"How you gather, manage, and use information will determine whether you win or lose."
- Bill Gates
"Computers are incredibly fast, accurate and stupid; humans are incredibly slow, inaccurate and brilliant; together they are powerful beyond imagination."
- Albert Einstein
Computer Science Department Objectives
Computer Science is an optional subject and, consequently, the programme of study starts in Year 9. It is an engaging and practical subject that strongly encourages creativity and problem-solving and enables students to develop their understanding and application of the core concepts in computer science. You would be able to find out how a computer does what it does so amazingly fast! Your journey will initiate you into ‘talking’ to a computer using programming languages and analyse problems in computational terms while devising creative solutions by designing, writing, testing and evaluating programs.
Key Stage 4
The programme of study started in Year 9 will significantly evolve in preparing for the OCR’s GCSE (9–1) Computer Science exam.
This will encourage students to:
- Understand and apply the fundamental principles and concepts of Computer Science, including abstraction, decomposition, logic, algorithms, and data representation
- Analyse problems in computational terms through practical experience of solving such problems, including designing, writing and debugging programs
- Think creatively, innovatively, analytically, logically and critically
- Understand the components that make up digital systems, and how they communicate with one another and with other systems
- Understand the impacts of digital technology to the individual and to wider society
- Apply mathematical skills relevant to Computer Science.
All pupils are assessed termly and all assessments are graded against the government standards.

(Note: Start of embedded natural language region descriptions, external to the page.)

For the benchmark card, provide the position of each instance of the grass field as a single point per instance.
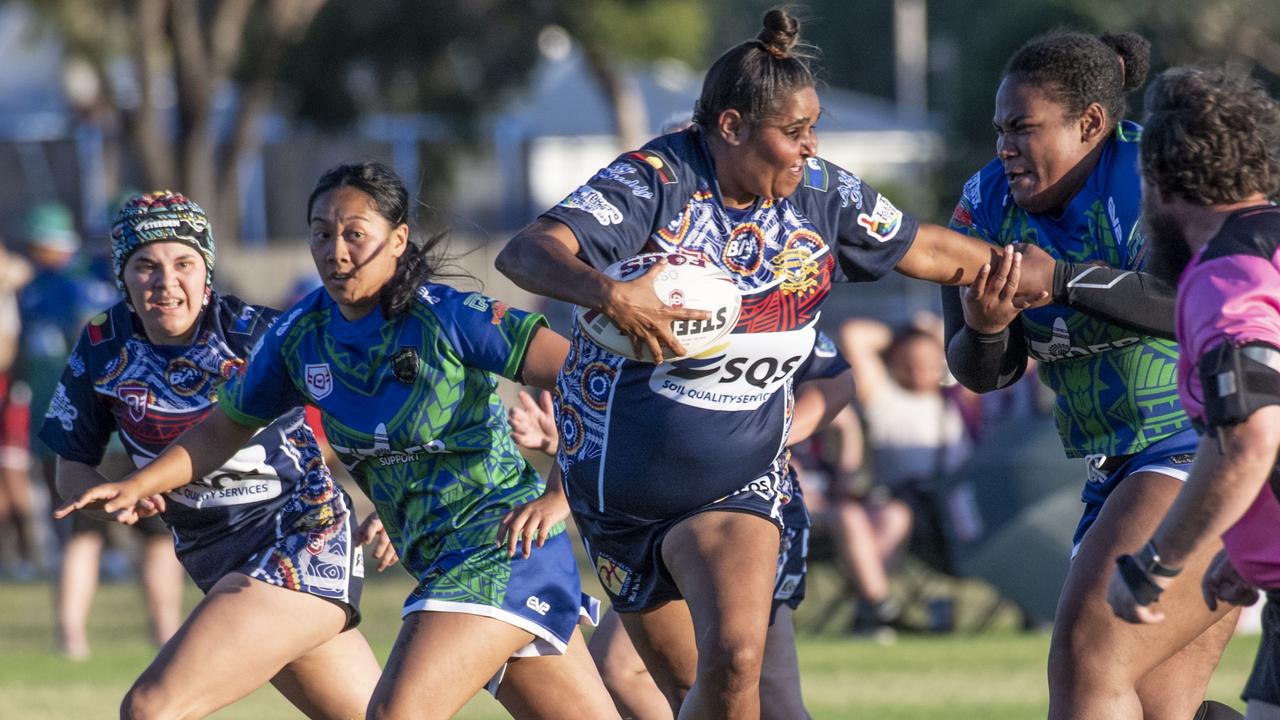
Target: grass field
(993, 675)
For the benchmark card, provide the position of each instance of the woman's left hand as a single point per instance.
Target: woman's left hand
(530, 522)
(371, 532)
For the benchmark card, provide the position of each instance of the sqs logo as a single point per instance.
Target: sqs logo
(319, 381)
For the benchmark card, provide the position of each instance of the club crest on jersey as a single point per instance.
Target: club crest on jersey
(101, 328)
(798, 270)
(883, 222)
(613, 575)
(657, 163)
(405, 365)
(135, 396)
(319, 381)
(816, 174)
(590, 200)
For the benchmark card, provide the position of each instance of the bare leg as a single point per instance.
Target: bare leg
(333, 680)
(723, 563)
(442, 659)
(241, 636)
(632, 689)
(77, 582)
(163, 580)
(1102, 668)
(556, 686)
(780, 678)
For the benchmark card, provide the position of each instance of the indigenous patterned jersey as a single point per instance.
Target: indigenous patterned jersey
(1228, 294)
(410, 406)
(657, 441)
(1116, 388)
(119, 381)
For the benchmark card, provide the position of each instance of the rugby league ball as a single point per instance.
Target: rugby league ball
(685, 282)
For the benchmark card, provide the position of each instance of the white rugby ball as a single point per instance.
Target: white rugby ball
(685, 282)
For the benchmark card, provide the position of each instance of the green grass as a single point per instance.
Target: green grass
(993, 675)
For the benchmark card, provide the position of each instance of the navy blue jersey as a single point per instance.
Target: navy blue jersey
(119, 381)
(657, 441)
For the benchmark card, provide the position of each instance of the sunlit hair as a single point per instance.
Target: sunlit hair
(755, 76)
(1075, 69)
(1211, 136)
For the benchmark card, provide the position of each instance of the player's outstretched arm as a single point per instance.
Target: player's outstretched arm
(199, 451)
(534, 522)
(949, 258)
(543, 259)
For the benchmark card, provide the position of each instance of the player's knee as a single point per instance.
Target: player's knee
(149, 702)
(735, 664)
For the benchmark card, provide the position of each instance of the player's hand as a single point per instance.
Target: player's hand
(1036, 286)
(1223, 582)
(1125, 606)
(149, 506)
(990, 302)
(638, 313)
(531, 523)
(533, 424)
(119, 499)
(371, 532)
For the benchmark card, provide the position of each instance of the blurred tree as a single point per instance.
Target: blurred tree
(615, 33)
(151, 73)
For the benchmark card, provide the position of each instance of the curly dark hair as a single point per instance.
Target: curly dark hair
(1211, 137)
(754, 76)
(1075, 68)
(419, 263)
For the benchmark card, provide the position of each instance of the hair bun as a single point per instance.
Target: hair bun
(1134, 51)
(780, 33)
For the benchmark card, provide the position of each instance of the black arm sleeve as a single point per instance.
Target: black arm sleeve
(982, 363)
(1138, 301)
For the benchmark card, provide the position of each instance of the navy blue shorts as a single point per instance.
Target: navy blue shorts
(789, 583)
(1171, 456)
(626, 552)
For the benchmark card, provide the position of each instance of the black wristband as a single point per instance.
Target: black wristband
(1139, 583)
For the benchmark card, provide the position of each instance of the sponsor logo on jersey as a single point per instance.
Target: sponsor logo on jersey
(1059, 345)
(657, 163)
(135, 396)
(624, 174)
(816, 174)
(101, 328)
(319, 381)
(538, 606)
(613, 574)
(743, 376)
(60, 409)
(382, 450)
(850, 188)
(883, 222)
(589, 200)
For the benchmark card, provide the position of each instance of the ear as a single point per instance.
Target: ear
(1093, 123)
(400, 240)
(731, 127)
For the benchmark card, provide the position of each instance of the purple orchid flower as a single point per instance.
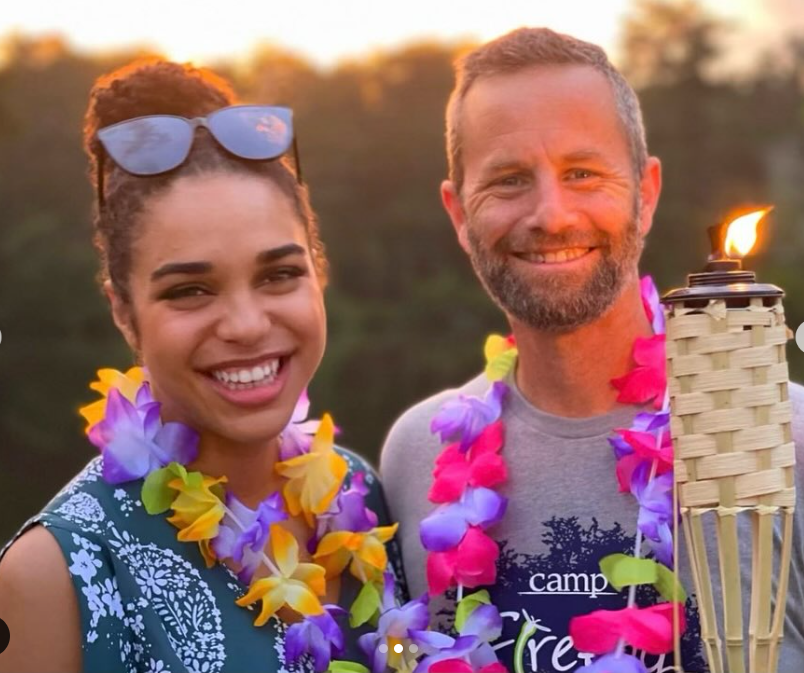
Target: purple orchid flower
(319, 636)
(395, 622)
(298, 434)
(347, 511)
(643, 422)
(655, 510)
(614, 663)
(243, 532)
(134, 441)
(446, 526)
(473, 644)
(466, 417)
(650, 297)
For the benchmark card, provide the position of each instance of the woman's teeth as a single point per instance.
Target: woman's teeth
(243, 379)
(556, 257)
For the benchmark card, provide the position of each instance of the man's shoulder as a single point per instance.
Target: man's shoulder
(411, 431)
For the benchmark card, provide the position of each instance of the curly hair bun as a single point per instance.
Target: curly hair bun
(152, 86)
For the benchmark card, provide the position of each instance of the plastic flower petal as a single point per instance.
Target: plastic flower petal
(447, 525)
(648, 380)
(615, 663)
(366, 552)
(127, 384)
(198, 510)
(649, 629)
(481, 466)
(297, 585)
(466, 417)
(244, 532)
(472, 563)
(319, 636)
(314, 478)
(133, 440)
(297, 436)
(395, 623)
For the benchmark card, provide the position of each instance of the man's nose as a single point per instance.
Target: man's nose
(245, 319)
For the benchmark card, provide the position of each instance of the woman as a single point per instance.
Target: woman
(215, 274)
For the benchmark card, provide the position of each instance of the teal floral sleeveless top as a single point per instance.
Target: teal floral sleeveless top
(149, 604)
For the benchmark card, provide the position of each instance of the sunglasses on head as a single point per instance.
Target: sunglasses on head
(157, 144)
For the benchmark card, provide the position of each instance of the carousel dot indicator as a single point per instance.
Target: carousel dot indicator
(800, 337)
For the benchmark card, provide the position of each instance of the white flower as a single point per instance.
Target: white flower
(84, 565)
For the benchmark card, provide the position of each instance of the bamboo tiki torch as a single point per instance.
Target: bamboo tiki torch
(734, 454)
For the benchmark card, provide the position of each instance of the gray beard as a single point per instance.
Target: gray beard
(553, 304)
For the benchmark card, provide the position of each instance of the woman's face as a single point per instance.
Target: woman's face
(229, 310)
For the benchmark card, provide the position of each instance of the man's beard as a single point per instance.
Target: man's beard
(555, 303)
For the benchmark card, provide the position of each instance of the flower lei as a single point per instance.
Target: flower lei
(462, 555)
(125, 425)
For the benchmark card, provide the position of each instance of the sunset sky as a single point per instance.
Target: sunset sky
(328, 31)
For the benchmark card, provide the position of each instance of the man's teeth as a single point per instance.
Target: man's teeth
(558, 256)
(241, 379)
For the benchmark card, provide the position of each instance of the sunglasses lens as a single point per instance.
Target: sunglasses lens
(253, 131)
(149, 145)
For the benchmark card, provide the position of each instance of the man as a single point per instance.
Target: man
(551, 193)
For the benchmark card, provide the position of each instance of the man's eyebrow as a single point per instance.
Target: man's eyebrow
(199, 268)
(582, 155)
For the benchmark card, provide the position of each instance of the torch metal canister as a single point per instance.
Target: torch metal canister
(734, 454)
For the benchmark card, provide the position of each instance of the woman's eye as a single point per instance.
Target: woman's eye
(184, 292)
(284, 273)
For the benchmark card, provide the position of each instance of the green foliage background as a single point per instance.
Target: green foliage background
(406, 315)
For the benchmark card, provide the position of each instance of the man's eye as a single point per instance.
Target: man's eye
(510, 181)
(580, 174)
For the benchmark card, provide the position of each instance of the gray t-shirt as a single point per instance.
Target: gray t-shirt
(564, 514)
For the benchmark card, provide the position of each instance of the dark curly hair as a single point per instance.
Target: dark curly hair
(156, 86)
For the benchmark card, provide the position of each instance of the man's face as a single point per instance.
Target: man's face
(550, 211)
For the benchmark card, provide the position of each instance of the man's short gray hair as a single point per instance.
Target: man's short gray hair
(528, 47)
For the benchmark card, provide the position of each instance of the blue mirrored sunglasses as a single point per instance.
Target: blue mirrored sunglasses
(156, 144)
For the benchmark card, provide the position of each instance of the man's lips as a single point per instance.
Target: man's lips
(554, 256)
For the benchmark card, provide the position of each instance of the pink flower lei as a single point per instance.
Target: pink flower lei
(461, 553)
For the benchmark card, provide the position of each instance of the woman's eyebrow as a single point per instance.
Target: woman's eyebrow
(198, 268)
(268, 256)
(184, 268)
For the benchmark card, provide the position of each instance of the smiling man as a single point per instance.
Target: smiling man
(551, 193)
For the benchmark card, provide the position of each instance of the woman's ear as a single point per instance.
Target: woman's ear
(123, 316)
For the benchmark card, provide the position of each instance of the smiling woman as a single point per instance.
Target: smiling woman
(214, 272)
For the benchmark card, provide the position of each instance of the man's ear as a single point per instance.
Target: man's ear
(452, 204)
(122, 316)
(650, 186)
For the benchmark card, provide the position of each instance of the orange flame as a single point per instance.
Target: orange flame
(741, 234)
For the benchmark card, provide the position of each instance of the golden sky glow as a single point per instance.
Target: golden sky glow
(327, 31)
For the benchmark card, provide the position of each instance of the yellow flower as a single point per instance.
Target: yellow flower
(500, 353)
(314, 478)
(198, 509)
(297, 585)
(366, 551)
(127, 384)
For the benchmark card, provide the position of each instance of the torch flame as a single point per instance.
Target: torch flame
(741, 234)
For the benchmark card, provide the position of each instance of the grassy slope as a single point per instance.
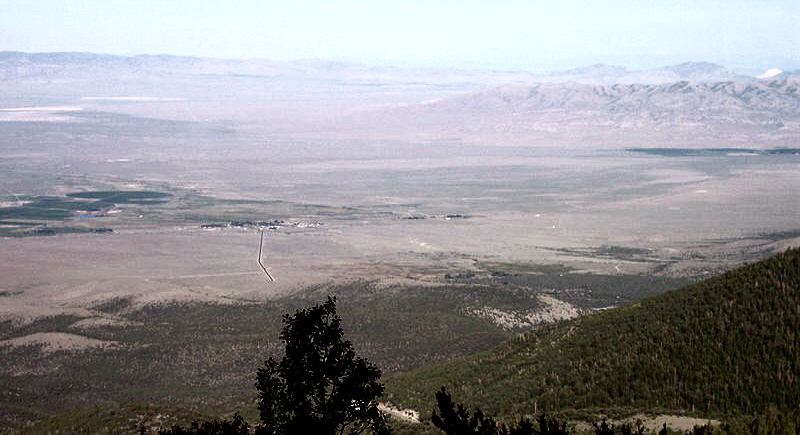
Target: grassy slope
(726, 345)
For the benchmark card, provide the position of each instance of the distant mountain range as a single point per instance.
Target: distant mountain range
(19, 65)
(693, 104)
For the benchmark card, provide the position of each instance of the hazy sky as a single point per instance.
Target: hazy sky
(460, 33)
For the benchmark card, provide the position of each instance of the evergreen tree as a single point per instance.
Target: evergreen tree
(320, 386)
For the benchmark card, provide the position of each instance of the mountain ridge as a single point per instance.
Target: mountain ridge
(724, 346)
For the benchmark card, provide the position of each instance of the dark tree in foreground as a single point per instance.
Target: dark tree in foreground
(320, 386)
(455, 419)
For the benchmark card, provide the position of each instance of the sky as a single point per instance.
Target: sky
(510, 34)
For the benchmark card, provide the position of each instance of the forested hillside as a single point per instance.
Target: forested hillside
(727, 345)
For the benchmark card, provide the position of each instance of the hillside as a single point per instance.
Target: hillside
(727, 345)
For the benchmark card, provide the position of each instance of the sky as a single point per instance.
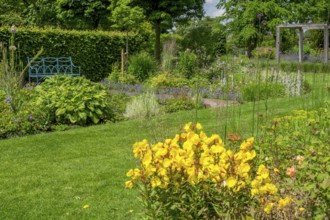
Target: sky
(210, 8)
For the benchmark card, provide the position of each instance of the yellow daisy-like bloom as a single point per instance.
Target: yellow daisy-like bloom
(199, 126)
(129, 184)
(263, 171)
(268, 208)
(187, 127)
(282, 203)
(231, 182)
(247, 145)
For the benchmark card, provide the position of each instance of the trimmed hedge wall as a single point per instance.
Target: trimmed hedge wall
(94, 51)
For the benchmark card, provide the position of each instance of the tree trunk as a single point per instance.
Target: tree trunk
(157, 42)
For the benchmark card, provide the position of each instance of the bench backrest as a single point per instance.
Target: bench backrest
(51, 65)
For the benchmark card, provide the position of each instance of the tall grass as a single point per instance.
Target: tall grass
(55, 175)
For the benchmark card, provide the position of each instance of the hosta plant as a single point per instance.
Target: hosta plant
(194, 176)
(72, 100)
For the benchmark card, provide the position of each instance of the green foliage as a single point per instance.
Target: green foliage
(169, 55)
(264, 52)
(142, 106)
(142, 66)
(300, 141)
(89, 13)
(28, 120)
(72, 100)
(207, 35)
(117, 104)
(179, 104)
(93, 51)
(162, 14)
(187, 64)
(251, 21)
(262, 91)
(166, 80)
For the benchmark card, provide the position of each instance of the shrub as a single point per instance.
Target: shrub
(142, 66)
(72, 100)
(262, 91)
(297, 146)
(25, 121)
(264, 52)
(166, 80)
(187, 64)
(179, 104)
(193, 176)
(142, 106)
(94, 51)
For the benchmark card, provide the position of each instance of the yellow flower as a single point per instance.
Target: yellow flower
(187, 127)
(129, 184)
(231, 182)
(282, 203)
(199, 126)
(167, 162)
(263, 171)
(276, 170)
(270, 188)
(146, 161)
(268, 208)
(215, 149)
(243, 169)
(155, 181)
(246, 145)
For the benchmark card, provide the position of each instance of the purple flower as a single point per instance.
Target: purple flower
(13, 29)
(260, 15)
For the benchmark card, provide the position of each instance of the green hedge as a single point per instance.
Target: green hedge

Pupils will follow the OCR assessment criteria and all work done will be against the GCSE assessment objectives.
The programme of study consists of the following three components:
- Component 01: Computer systems - written exam - 40% of Total GCSE
Introduces students to the central processing unit (CPU), computer memory and storage, wired and wireless networks, network topologies, system security and system software. It also looks at ethical, legal, cultural and environmental concerns associated with computer science.
- Component 02: Computational thinking, algorithms and programming - written exam - 40% of Total GCSE
Students apply knowledge and understanding gained in component 01. They develop skills and understanding in computational thinking: algorithms, programming techniques, producing robust programs, computational logic, translators and data representation. The skills and knowledge developed within this component will support the learner when completing the Programming Project.
- Programming Project - non-examined assessment (NEA) - 20% of Total GCSE
Students use OCR Programming Project tasks to develop their practical ability in the skills developed in components 01 and 02. They will have the opportunity to define success criteria from a given problem, and then create suitable algorithms to achieve the success criteria. Students then code their solutions in a suitable programming language, and check its functionality using a suitable and documented test plan. Finally they will evaluate the success of their solution and reflect on potential developments for the future.
Key Stage 5
OCR A Level Computer Science programme of study is above all else relevant to the modern and changing world of computing. It is an intensely creative subject that combines invention and excitement, and looks at the natural world through a digital prism. At this stage, students will value computational thinking, helping them to develop the skills to solve problems, design systems and understand the power and limits of human and machine intelligence. Students will be able develop an ability to analyse, critically evaluate and make decisions.
The project approach is a vital component of ‘post-school’ life and is of particular relevance to Further Education, Higher Education and the workplace. Each learner will be able to tailor their project to fit their individual needs, choices and aspirations with OCR offering a rigorous assessment structure that ensures the integrity of the project.
KS5 Content overview
Students must take all the following three components to be awarded the OCR A Level in Computer Science.
Component 01: Computer systems
Students are introduced to the internal workings of the (CPU), data exchange, software development, data types and legal and ethical issues. The resulting knowledge and understanding will underpin their work in component 03.
- The characteristics of contemporary processors, input, output and storage devices
- Types of software and the different methodologies used to develop software
- Data exchange between different systems
- Data types, data structures and algorithms
- Legal, moral, cultural and ethical issues.
Component 02: Algorithms and programming
This builds on component 01 to include computational thinking and problem-solving.
- What is meant by computational thinking (thinking abstractly, thinking ahead, thinking procedurally etc.)
- Problem solving and programming – how computers and programs can be used to solve problems
- Algorithms and how they can be used to describe and solve problems.
Component 03: Programming project
Students are expected to apply the principles of computational thinking to a practical coding programming project. They will analyse, design, develop, test, evaluate and document a program written in a suitable programming language. The project is designed to be independently chosen by the student and provides them with the flexibility to investigate projects within the diverse field of computer science. We support a wide and diverse range of languages.